In many ways I think we are all of the above, and – although I think our shared vision is crucial – I think God wants each of us to find our own place in this story. In fact, I think allowing space for that kind of discernment is what we do best as a congregation.
Just look at the first line of our mission statement: We at First Presbyterian Church are seeking the wholeness we believe Almighty God, our Creator, promises through Jesus Christ, our Lord.
“Seeking wholeness” is a way of life for us, and we expect God to offer it.
Our mission statement follows with: Through our worship, study, and life together, we are finding God’s wholeness for ourselves and, guided by the Holy Spirit, seek to share it with our community and our world through prayer, service, outreach, music, and fellowship.
Wholeness is found in our life together and experienced in our individual lives. Or, in the words of Paul, “there are varieties of activities, but it is the same God who activates all of them in everyone. To each is given the manifestation of the Spirit for the common good”.
And that’s the beauty of it all. The sense of devotion and priority being spoken about in today’s passages is a mutual devotion and a mutual sense of priority between God and you and me and all of creation. The gifts that are being given in this great celebration of life that we are all a part of are from the giver of all things. What can we do but respond? What can we do but see the value in all of creation? What can we do but to recognize the gifts in each other, recognize the gifts God has given each of us, and work together to make our lives pour out the abundant joy that has filled every empty space like water and lifts the soul like no wine ever could!
Maybe you feel like that is impossible. Maybe it is just a bunch of pretty language and metaphor. If God wills it to bear fruit in your life, then it will. Either way, we are going to be working on the idea of openness to the activity of God’s Spirit into some more concrete terms in the coming months through the PC(USA)’s New Beginnings program.
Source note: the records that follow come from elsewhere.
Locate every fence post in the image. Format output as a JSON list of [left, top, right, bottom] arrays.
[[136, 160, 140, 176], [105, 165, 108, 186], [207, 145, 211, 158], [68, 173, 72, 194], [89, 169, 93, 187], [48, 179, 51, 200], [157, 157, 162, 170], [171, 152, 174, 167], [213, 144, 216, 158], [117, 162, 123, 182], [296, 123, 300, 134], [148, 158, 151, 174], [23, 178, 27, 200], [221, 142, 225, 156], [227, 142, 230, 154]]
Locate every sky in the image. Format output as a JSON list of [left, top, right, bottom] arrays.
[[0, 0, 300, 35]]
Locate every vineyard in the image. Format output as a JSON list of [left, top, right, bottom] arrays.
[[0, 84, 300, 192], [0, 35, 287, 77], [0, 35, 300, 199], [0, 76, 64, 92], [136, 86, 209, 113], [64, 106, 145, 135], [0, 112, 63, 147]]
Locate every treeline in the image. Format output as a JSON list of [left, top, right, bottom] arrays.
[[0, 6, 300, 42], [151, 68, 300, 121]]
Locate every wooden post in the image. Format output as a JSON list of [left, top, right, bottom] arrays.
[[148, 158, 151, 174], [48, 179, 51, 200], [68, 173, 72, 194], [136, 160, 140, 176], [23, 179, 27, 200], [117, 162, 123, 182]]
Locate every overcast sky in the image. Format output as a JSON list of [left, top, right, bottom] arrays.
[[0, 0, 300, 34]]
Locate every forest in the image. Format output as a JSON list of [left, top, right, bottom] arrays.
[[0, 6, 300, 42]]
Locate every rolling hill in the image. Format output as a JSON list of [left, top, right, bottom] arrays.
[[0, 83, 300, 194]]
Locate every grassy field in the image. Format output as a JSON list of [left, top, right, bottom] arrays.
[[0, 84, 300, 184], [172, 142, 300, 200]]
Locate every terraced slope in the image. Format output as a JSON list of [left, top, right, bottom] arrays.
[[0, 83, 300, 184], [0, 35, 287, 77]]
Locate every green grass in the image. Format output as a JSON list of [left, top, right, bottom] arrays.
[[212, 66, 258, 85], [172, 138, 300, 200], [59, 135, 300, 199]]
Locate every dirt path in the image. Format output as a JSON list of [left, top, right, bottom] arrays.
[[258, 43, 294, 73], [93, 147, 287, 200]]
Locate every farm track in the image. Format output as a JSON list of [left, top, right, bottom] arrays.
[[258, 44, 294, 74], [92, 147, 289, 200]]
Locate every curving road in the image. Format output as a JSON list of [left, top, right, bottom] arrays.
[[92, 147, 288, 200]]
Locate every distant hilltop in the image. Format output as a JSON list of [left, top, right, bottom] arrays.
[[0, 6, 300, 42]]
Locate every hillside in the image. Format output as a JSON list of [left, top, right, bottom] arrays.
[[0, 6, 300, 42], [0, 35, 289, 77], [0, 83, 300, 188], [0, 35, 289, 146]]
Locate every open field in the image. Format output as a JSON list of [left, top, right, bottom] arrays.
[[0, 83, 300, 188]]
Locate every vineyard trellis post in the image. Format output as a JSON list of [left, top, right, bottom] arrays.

I know that we have done mission studies before, and there are parts of this one that will be similar. The goal of this process, however, is not to sell us a five step plan for becoming like some other congregation. The goal is to look deeply at who we are, where we are, and what God is calling us to do and become. No one is going to tell us what to do. We are going to discern God’s will together. It is a little scary to think about – and it should be!
The goal of the program is simple – to make a decision about what to do next in order to follow God faithfully. The process will involve three steps. First we’ll have a luncheon on February 3. Next we’ll have some members go to a training session so that they can come back and lead a series of small group discussions, and finally we’ll come together to review all of the information together before deciding what to do about it all. The Presbytery will be supplementing the program, so the cost to us is minimal. There will also be 21 other congregations in our presbytery we can lean on for support during this process. On behalf of the Session, I want to invite you into this process whether you are a regular visitor or a long standing member, because – like Mary – I believe that I know a little bit about what Jesus is capable of. And I believe that – like the disciples – we will all come to a deeper faith in him in the end.
For now, rest assured that God holds you devotedly as a priority and only asks that you do the same in return. Marriage is like that – just that simple, and just that hard. Amen!